Apache plans on taking a bigger slice of Northern Ireland’s pizza market

In-store team members Neeyati Vaghela and Luciana Matos celebrate Apache Pizza's expansion plans. Picture: Julien Behal Photography
Staff members celebrate Apache Pizza's expansion plans. Picture: Julien Behal Photography

IRELAND’S largest pizza chain Apache is creating 75 jobs by opening five new pizzerias in the north in the next six months in as yet unnamed locations.

It is part of a wider expansion within the Dublin-headquartered business, which will bring its total Irish estate to 190 and its payroll to 2,750.

Overall, Apache will add 300 new jobs and open all 20 new stores over the next six months, building on its success in having already created 195 new jobs with the opening of 13 outlets in 2020.

The new roles include supervisors, managers, customer service representatives and delivery couriers. The company is also seeking franchisees who want to flourish in their local cities and towns.

Apache Pizza was founded in Dublin in 1996 and expanded into Northern Ireland in 2016 when it opened in Portadown.

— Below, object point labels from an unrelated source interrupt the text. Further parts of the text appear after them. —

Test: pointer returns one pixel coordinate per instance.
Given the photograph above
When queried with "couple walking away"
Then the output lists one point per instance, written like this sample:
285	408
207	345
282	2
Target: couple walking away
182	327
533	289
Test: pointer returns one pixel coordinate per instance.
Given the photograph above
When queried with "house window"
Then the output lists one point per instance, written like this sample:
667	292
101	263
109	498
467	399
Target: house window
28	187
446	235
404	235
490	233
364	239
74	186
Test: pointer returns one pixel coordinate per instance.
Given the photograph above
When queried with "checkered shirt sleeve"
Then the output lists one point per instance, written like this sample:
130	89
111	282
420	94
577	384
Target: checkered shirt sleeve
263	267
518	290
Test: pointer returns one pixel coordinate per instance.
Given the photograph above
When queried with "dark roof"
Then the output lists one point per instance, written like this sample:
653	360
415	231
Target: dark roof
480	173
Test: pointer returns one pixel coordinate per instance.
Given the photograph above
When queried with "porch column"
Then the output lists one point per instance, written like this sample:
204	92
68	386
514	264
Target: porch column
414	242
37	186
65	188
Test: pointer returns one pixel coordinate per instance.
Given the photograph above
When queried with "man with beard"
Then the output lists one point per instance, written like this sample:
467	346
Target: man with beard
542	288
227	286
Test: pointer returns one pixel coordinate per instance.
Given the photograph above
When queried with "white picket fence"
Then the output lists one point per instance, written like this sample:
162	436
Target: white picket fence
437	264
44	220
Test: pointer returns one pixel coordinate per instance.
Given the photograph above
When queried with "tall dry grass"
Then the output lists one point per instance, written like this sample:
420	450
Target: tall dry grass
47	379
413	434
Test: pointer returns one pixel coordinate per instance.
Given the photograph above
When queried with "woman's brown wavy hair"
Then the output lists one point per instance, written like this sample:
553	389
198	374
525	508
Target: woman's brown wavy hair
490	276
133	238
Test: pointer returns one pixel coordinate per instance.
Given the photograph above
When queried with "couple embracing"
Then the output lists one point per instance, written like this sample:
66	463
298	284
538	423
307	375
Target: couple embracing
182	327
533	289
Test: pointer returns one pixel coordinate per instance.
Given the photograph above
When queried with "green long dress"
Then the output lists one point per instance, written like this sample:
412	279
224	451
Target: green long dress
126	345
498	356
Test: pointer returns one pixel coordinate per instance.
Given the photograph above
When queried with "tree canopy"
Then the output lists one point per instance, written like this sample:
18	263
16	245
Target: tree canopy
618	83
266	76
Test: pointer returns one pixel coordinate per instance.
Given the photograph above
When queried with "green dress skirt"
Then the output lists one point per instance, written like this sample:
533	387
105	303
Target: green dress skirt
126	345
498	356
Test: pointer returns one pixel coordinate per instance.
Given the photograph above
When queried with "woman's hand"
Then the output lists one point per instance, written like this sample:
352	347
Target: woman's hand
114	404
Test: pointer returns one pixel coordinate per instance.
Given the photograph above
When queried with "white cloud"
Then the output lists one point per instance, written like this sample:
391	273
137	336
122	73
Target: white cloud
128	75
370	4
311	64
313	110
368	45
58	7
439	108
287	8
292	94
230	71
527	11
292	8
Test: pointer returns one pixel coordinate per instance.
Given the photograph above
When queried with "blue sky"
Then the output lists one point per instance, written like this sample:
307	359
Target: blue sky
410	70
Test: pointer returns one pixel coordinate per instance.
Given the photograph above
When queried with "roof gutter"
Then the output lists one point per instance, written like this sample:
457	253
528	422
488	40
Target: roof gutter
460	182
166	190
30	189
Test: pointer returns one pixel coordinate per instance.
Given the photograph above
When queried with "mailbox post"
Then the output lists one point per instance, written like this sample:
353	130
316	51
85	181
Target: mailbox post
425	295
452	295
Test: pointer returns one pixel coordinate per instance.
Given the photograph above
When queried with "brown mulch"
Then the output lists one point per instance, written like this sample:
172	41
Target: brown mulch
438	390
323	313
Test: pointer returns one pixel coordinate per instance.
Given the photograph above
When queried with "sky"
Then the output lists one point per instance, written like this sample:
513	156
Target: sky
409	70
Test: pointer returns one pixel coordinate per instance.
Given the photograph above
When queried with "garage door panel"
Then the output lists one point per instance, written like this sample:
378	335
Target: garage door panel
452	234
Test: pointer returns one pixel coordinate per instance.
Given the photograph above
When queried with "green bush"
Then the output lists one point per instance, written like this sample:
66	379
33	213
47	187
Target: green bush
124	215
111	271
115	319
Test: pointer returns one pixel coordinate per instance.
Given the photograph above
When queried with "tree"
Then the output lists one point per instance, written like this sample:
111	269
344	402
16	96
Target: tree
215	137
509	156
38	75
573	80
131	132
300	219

It has since opened a further 13 stores in the north in Armagh, Banbridge, Bangor, Belfast (Antrim Road and Bradbury Place), Derry, Downpatrick, Enniskillen, Lisburn, Omagh, Strabane, Limavady and Magherafelt.

The chain served 5.3 million pizzas to customers during the Covid-19 pandemic, which helped it to record a 12 per cent increase in online sales during 2020.

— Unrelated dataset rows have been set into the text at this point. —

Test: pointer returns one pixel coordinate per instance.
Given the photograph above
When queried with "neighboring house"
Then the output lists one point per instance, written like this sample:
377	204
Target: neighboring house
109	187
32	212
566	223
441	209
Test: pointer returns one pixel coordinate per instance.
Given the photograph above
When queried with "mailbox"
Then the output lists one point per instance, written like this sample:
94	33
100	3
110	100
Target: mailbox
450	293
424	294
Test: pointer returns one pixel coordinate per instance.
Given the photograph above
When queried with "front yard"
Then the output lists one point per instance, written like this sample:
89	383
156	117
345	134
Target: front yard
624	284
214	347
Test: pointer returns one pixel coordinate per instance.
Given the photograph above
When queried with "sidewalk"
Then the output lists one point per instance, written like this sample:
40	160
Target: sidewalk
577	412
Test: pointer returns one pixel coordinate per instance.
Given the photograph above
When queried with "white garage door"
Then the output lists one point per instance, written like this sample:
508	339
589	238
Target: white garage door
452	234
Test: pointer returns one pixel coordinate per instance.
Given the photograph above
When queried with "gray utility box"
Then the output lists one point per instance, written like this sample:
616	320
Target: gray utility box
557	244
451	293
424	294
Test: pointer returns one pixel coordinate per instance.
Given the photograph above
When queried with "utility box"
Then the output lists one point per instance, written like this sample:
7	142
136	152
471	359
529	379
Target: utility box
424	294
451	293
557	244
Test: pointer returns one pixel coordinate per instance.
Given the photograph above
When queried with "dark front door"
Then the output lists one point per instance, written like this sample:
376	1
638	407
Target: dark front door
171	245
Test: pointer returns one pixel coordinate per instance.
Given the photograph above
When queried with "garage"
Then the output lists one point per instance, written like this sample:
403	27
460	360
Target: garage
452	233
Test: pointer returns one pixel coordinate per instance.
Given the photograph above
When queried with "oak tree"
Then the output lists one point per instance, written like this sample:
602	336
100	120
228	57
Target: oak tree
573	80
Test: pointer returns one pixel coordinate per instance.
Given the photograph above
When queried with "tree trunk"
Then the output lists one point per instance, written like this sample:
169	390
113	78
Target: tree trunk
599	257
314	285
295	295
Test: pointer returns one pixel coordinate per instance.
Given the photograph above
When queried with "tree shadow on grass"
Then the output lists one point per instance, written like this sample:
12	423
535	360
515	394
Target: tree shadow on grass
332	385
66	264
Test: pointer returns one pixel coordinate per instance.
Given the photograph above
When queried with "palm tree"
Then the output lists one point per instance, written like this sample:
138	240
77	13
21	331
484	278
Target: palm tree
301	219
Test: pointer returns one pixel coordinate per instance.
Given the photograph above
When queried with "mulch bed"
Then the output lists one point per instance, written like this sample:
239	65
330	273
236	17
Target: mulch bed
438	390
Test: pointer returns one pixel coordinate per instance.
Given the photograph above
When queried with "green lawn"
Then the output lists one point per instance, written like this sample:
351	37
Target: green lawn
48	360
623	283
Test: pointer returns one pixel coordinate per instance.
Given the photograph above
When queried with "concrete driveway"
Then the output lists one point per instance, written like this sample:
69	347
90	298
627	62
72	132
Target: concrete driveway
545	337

Overall sales continue to rise and are up 17 per cent for the first four months of this year.

Chief executive Martin Lyons said: “Apache Pizza is the market leader for pizza delivery in Ireland with 169 stores wherever people want quality pizza.

“We are local to homes, businesses and schools, and being local is what is driving our plan to open 20 new stores and to create another 300 new jobs by the end of this year.”

He added: “Ours is an incredible success story and we're delighted to celebrate 25 years in business this month.

“Our store model is proudly focused on being local, on offering delivery and take-out and on making quality, tasty pizzas which can be enjoyed anywhere at any time,” he said.

“We have invested in making online ordering easier and more accessible prior to Covid-19. We capitalised on that throughout the pandemic as people spent more time at home and ordered-in.”

He said Apache's rapid expansion into cities and towns is being driven by its ability to offer business partners a low level investment opportunity, attractive profitability and a quick return on their investment.

Apache Pizza was founded by Robert Pendleton and his wife Emily Gore Grimes, who no longer manage the business. It is now owned by Food Delivery Brands, the largest and most geographically diversified pizza delivery master franchiser in the world by store numbers and by OKR Group, Ireland’s leading QSR franchise operator.

Meanwhile hairdressers, students and taxi drivers who worked at Domino's when their businesses were closed during the pandemic are abandoning the pizza chain to go back to their old roles, freeing up thousands of jobs.

The business said it is looking to hire around 5,000 people as these temporary staff members call time on their lives as pizza chefs or delivery drivers.

Demand is not slowing down, despite the economy reopening, according to Domino’s, which runs around 1,100 sites across the UK.